Cet éditorial a été publié pour la première fois dans le Hill Times (en anglais) le 10 Avril 2023.
Budget 2023 reads like the federal government hoisted a “mission accomplished” banner declaring our health care crisis over. I’ve got news for them: our frontline nurses are still facing dangerous working conditions, worsening staff shortages, and cancelled vacations.
Increased federal health care funding and bilateral agreements with the provinces and territories are welcome, but let’s not fall under the illusion that the health workforce crisis has vanished. It’s springtime, and nurses will likely be told by their employers to put their summer vacation plans on hold because of ongoing staffing shortages.
Canada’s nurses were looking to the federal government to deliver a pan-Canadian approach with coordinated health workforce planning, backed by concrete solutions and adequate resources, to address the dire shortages of nurses and other health workers facing communities across the country. Nurses know it will take action, not handshakes, to fix Canada’s health care crisis.
This was made clear in recent weeks as several provinces released their budgets. Despite the influx of billions of dollars from Ottawa, and the promise to make supporting health workers a priority, provinces mostly failed to address nursing shortages, save for some positive steps taken in Nova Scotia and British Columbia, which became the first province to adopt minimum nurse-patient ratios.
This failure to act means staffing shortages will go on plaguing health care systems, and patient care will continue to suffer. We will continue to experience alarming wait times in emergency rooms, ballooning waitlists for medical procedures, and nurses heading for the exits in the face of impossible workloads and dangerous working conditions.
A shocking four out of 10 nurses are considering leaving their job, the profession, or retiring, mostly due to high workloads and poor staffing levels, according to a recent poll commissioned by the CFNU. Just as distressing, the research also revealed that nearly half of early-career nurses report symptoms of clinical burnout. That’s why it is so disappointing to see governments fail to act urgently to better support nurses, and swiftly bring in effective retention and recruitment strategies.
Frontline nurses have not just been demanding action, we’ve also been doing the hard work of developing concrete solutions that match the severity of the challenges facing our health care systems.
The federal government can immediately start addressing problems driving nurses out of the profession through a new Nurse Retention Fund, designed to urgently scale best practices for the retention, return, and recruitment of nurses. This initiative would identify successful measures from workplaces across the country and expand them to help other communities. It would initially focus on better retaining recent graduates through new mentorship programs.

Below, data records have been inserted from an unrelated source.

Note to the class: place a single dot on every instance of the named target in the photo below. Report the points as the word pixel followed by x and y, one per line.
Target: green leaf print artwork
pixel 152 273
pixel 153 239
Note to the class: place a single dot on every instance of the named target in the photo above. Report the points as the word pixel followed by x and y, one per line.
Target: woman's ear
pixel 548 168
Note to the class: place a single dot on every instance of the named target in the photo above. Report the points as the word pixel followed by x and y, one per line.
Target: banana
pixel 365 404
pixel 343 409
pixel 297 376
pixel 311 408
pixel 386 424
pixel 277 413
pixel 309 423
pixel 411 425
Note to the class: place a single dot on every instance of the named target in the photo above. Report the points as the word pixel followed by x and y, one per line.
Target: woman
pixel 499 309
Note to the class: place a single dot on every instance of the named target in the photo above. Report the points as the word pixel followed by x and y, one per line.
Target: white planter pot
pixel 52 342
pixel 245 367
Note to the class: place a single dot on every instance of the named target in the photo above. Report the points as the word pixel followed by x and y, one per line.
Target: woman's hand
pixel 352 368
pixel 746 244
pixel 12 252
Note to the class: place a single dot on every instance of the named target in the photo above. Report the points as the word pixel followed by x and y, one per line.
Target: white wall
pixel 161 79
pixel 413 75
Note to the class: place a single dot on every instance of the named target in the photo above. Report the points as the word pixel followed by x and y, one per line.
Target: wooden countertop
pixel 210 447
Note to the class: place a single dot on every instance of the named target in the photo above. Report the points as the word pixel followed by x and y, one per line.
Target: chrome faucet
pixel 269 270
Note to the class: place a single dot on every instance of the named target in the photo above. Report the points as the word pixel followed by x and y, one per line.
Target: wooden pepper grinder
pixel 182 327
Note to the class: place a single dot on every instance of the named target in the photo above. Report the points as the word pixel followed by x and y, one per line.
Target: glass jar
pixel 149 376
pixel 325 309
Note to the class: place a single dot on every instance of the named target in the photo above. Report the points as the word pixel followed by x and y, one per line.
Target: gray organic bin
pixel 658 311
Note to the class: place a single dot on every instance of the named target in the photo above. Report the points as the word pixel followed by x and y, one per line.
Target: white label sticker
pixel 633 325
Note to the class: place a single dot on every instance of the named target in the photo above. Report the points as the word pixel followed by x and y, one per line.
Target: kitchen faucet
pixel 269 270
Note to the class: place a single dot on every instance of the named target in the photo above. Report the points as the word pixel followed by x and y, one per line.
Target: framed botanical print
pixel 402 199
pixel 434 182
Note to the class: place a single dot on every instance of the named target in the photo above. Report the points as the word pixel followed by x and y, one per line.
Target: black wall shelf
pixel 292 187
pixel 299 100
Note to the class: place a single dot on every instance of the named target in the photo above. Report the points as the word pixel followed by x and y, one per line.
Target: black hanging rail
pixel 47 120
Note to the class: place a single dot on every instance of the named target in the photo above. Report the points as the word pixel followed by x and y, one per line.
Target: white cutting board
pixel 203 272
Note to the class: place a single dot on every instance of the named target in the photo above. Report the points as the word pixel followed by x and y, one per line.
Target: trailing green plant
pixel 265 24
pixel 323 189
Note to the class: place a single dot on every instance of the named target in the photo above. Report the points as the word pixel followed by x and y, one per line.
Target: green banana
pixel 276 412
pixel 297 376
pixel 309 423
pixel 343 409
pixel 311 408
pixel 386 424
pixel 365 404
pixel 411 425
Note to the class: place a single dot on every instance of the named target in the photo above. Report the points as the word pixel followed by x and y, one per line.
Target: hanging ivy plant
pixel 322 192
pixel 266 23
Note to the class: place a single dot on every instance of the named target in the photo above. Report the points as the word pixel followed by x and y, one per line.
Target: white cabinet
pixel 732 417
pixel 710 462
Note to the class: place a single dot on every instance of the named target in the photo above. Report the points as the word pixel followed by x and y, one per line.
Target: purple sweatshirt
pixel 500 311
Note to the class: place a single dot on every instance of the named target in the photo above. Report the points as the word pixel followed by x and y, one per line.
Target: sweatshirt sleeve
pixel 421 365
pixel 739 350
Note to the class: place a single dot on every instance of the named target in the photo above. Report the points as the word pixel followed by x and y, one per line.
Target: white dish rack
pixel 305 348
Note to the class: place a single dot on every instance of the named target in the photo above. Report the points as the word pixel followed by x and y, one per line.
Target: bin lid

In the context of a deepening crisis, nurses also proposed a targeted, time-limited tax measure designed to keep nurses from leaving the profession or encourage those who left to return to the workplace. Almost two in three nurses said this could keep them in the profession. This isn’t brain surgery. We’ve seen federal tax incentives introduced to provide targeted help to trade workers and teachers. So why won’t the government do the same for nurses?
Nurses have also been asking for better access to mental health support. Internet-delivered cognitive behavioral therapy programs have been successful for public safety workers. The government could very quickly tailor this program to begin delivering new mental health supports to nurses across the country.
Health care continues to face a crisis unlike anything we have seen before, but it is not beyond repair. While the 2023 budget failed to deliver, governments still have an opportunity to take up these concrete, evidence-based solutions from frontline nurses. Working together, we can finally start improving conditions for both nurses and the patients they care for.
Linda Silas is the president of the Canadian Federation of Nurses Unions, which is the national voice for nearly 250,000 nurses and student nurses across Canada.